Optimal threads vs blocks

Hi all,

Please know that I first googled this question extensively and read several search results on this forum. But I’m not sure what is the current/updated answer, as the architecture has changed so dramatically over the years, especially with the advent of FERMI.

I used to have an old GT 8600 with 4 SM (yeah, ouch!). At that time, I was playing around with CUDA a bit and trying to learn some basics. This was about two years ago. At that time, someone said GPUs reach peak efficiency at 20,000 threads…meaning, try not to launch more than that. If you have more “stuff” to do in your code, write for loops, allowing these 20,000 threads to iterate and keep working.

Fast forward 2 years later to now.

Reading the CUDA by Example book and the programming guide, I’m seeing examples of launching millions of threads.

For example, I have a FERMI-based GTX 460, which has 336 cores. Assuming I want each core to be busy, I need 336 blocks. And I read that 256 threads per block is ideal (err…at least it was 2 years ago). So that equates to more than 80 thousand threads.

So with the advent of FERMI, what is best here? My guess is that I want to use each and every core. My naive algorithm was previously launching upwards of 1 million threads (or a LOT more). Two years ago, someone mentioned that I should launch a much smaller amount, closer to 10,000 or so, and have those threads iterate over for loops.

But what if I only launch 10,000 threads on my GTX 460. At a block size of 256, that’s only 40 cores being used! …out of 336…so clearly not taking advantage of this robust card.

Bottom line, I’m trying to find a (current/updated) resource that explains this in detail for the small people like me. If someone asked me to guess, I would think, with my card, 80 thousand threads would be the MINIMUM I would want to launch, thereby using all 336 cores and maintaining the 256 threads per block.

Is there a section of the programming guide or some other (updated and current) resource that explains this?

Thanks in advance.


not too bad

A block is executed by an SM, not by a core.

The fundamental relation between the number of cores and the minimum number of threads is that a core has about 24 cycles of latency, so you want 24 threads per core to fully hide arithmetic latency. For your GTX 460, this equates to 24×336=8064 threads.

There is nothing wrong though with launching more threads than this to improve hiding of memory latency and better scale to different devices, so 20.000 threads is actually on the lower side, and 100.000 to 1.000.000 threads are absolutely in the ballpark.

Thanks tera for the detailed response.

For my GTX 460, there are 7 SMs, each with 48 cuda cores. On another thread (http://forums.nvidia.com/index.php?showtopic=193556) you posted that you want at least 576 threads on each SM for GPUs with compute capability 2.0.

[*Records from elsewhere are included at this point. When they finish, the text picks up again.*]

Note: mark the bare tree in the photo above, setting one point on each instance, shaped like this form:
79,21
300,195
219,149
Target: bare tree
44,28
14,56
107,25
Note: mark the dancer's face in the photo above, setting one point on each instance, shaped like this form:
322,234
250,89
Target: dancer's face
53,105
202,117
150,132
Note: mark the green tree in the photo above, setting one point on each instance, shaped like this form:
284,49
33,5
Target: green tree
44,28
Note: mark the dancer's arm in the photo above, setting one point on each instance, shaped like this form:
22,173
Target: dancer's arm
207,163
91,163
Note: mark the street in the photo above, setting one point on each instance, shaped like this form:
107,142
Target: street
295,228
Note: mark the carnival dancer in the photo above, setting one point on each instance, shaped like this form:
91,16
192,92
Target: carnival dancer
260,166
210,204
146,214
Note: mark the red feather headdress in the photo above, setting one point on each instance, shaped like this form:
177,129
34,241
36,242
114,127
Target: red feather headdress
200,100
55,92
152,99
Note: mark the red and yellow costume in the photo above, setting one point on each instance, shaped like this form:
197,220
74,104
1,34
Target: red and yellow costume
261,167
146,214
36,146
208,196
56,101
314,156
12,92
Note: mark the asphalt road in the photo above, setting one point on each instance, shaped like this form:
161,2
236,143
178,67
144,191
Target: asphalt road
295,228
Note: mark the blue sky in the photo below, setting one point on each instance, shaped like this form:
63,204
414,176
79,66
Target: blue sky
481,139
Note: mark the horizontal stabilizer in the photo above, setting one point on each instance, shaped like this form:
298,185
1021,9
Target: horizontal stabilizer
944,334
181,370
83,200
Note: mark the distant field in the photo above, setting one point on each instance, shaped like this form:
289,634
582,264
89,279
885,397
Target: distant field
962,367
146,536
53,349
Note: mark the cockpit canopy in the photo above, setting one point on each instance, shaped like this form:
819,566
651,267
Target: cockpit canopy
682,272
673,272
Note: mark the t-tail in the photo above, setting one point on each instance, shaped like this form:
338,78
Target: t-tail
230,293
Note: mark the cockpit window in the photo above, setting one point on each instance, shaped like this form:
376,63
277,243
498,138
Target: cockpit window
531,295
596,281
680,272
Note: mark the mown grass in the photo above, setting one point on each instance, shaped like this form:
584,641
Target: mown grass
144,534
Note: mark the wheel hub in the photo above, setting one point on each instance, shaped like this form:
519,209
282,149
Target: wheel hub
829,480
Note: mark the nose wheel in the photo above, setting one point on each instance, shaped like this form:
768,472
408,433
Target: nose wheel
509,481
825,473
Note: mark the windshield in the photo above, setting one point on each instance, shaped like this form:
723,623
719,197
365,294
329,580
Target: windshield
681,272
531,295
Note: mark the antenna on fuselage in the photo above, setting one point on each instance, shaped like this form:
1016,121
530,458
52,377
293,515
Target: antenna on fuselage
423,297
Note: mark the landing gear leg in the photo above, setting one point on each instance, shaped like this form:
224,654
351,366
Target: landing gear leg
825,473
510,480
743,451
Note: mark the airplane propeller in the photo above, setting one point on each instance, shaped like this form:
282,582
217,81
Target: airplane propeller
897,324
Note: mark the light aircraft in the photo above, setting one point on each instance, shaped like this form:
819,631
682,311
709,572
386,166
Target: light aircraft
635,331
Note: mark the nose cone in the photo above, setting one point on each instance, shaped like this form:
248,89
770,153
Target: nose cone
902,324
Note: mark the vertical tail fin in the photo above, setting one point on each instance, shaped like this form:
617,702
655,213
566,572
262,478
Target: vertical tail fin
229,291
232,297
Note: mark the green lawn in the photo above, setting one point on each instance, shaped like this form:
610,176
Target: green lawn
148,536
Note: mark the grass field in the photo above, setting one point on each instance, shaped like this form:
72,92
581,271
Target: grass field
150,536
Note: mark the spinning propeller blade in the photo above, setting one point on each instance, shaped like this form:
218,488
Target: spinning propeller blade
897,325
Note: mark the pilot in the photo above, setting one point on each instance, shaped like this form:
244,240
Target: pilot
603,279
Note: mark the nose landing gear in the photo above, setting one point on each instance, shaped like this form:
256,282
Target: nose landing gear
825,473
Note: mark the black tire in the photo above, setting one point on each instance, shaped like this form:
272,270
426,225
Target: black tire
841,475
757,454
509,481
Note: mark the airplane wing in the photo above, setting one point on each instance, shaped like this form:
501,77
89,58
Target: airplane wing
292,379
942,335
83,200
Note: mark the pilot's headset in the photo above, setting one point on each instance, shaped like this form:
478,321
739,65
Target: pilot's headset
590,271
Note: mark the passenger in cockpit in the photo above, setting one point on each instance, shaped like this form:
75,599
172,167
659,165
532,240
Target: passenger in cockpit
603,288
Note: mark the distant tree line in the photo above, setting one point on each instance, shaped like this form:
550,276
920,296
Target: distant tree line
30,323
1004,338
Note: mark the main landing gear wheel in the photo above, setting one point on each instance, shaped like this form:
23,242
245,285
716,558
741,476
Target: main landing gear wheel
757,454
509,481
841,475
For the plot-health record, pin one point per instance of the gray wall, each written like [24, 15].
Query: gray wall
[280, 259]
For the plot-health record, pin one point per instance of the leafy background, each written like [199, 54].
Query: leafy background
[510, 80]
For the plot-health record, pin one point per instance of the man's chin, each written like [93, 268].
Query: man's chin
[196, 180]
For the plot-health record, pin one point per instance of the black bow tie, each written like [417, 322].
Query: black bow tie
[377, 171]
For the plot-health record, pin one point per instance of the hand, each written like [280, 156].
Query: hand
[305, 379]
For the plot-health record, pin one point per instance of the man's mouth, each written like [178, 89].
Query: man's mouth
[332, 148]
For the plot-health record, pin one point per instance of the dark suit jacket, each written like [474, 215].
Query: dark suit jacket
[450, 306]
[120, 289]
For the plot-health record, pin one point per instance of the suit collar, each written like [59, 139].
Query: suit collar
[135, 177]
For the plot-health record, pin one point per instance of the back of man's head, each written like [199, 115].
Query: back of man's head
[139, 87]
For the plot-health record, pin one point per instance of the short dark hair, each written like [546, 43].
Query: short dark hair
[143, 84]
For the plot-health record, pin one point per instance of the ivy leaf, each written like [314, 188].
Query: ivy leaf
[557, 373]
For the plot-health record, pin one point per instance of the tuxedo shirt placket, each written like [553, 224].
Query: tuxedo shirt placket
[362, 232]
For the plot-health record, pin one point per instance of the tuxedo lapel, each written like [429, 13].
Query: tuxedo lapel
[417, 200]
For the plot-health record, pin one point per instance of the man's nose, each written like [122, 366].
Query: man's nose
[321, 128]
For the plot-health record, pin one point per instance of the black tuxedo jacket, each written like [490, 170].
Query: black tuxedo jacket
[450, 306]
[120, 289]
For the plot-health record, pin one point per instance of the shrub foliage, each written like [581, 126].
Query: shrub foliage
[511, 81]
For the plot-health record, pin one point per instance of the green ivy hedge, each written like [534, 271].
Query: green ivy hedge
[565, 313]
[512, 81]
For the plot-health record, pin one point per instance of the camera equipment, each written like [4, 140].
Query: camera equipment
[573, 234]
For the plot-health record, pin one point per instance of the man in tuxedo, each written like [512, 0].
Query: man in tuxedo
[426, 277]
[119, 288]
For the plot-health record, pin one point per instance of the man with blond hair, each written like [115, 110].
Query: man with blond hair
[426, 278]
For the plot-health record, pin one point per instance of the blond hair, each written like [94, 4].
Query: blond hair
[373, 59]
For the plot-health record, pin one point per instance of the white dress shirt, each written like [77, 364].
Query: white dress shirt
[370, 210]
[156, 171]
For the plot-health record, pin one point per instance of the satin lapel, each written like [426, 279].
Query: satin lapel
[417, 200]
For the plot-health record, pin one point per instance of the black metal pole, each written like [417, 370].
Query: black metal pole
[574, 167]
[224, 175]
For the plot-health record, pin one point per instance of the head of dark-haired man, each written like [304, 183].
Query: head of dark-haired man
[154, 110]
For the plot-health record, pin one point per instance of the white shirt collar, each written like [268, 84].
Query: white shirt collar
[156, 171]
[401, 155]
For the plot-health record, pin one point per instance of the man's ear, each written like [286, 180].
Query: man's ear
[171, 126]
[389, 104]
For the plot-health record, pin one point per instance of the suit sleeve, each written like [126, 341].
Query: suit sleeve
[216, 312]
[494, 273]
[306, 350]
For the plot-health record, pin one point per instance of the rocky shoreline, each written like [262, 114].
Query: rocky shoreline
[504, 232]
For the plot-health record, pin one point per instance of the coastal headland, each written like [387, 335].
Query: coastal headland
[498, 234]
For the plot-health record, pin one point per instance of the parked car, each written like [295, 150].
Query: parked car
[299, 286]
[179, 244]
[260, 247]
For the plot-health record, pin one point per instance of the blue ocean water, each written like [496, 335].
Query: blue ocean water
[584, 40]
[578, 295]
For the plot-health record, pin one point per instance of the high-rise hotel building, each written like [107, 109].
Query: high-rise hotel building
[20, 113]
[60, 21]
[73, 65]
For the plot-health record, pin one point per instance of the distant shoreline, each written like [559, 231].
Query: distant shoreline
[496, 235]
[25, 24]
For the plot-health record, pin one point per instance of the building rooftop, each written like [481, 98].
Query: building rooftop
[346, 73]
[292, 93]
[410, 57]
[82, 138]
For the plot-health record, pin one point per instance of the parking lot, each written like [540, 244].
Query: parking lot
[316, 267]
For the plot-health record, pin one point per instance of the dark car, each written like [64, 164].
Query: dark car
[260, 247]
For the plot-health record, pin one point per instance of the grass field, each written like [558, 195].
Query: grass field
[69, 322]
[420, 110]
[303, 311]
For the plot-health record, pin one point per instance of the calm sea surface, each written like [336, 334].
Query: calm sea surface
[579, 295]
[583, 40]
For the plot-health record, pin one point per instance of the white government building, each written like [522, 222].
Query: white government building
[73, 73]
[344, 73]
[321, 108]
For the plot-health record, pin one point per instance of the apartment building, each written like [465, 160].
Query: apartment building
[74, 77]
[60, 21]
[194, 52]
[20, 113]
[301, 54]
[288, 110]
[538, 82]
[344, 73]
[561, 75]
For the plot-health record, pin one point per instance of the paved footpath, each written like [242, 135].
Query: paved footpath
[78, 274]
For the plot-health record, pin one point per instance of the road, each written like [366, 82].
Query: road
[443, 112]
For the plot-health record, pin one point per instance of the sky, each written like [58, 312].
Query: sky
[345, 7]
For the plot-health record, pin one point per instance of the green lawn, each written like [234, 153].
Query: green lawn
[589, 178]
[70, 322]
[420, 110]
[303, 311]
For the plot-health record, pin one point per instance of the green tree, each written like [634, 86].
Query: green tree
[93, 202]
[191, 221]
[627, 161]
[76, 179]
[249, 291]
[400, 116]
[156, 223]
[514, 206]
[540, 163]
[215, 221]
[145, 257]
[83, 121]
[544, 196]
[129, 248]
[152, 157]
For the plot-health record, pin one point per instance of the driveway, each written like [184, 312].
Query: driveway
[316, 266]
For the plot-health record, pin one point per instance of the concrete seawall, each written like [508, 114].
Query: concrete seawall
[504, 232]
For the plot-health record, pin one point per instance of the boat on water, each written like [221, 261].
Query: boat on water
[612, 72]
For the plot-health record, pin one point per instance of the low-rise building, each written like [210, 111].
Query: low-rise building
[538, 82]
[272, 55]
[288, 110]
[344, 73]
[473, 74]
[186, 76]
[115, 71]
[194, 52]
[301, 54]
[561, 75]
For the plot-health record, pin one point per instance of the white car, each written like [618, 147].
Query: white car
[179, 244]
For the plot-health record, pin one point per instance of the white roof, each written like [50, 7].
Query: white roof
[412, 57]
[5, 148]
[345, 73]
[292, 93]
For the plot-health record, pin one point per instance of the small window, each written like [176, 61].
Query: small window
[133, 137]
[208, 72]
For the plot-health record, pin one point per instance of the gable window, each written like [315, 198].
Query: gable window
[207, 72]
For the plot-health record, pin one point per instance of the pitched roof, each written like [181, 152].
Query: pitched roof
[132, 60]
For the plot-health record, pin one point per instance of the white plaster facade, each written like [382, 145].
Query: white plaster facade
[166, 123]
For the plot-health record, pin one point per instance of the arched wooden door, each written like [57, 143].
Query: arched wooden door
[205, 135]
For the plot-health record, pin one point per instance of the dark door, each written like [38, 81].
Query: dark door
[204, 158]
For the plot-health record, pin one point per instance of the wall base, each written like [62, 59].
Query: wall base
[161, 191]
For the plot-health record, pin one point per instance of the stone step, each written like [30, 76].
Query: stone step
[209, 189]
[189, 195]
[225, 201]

So if I make blocksize of 256 and schedule 10,000 threads to launch, this results in 40 blocks. Couple questions:

(1) So these 40 blocks are spread amongst the 7 SMs?

(2) That adds up to about 6 blocks per SM. And each SM has 48 cuda cores. So therefore, can you confirm that it should NOT be my concern to “fill” each cuda core. Meaning, I need not worry about the cuda cores?

My original post was arguing that with 40 blocks, not many of the 336 cores would be used (based on the invalid assumption that each block executes on a cuda core). So I just want to confirm that I need only worry about making enough threads per block, and then launching enough blocks to make sure enough threads are on each SM. How those 48 cores are used is not for me to be concerned with.?.


Yes, in that thread I’ve used the fact that on compute capability 2.x latencies seem to be closer to 18 cycles, while for a general rule of thumb I’m using the larger 24 cycles value, as aiming for a few more threads does not hurt.


Yes, as long as you keep the blocksize a multiple of 64 you should not worry about individual cores (the unit of scheduling is a warp anyway). Note that the 6 blocks per SM might not be able to run concurrently due to other constraints (number of registers, shared memory, max. number of warps).

In general you might want to have a few more blocks per SM to limit the effect of the final imbalance when some of the blocks have finished execution already while others have not.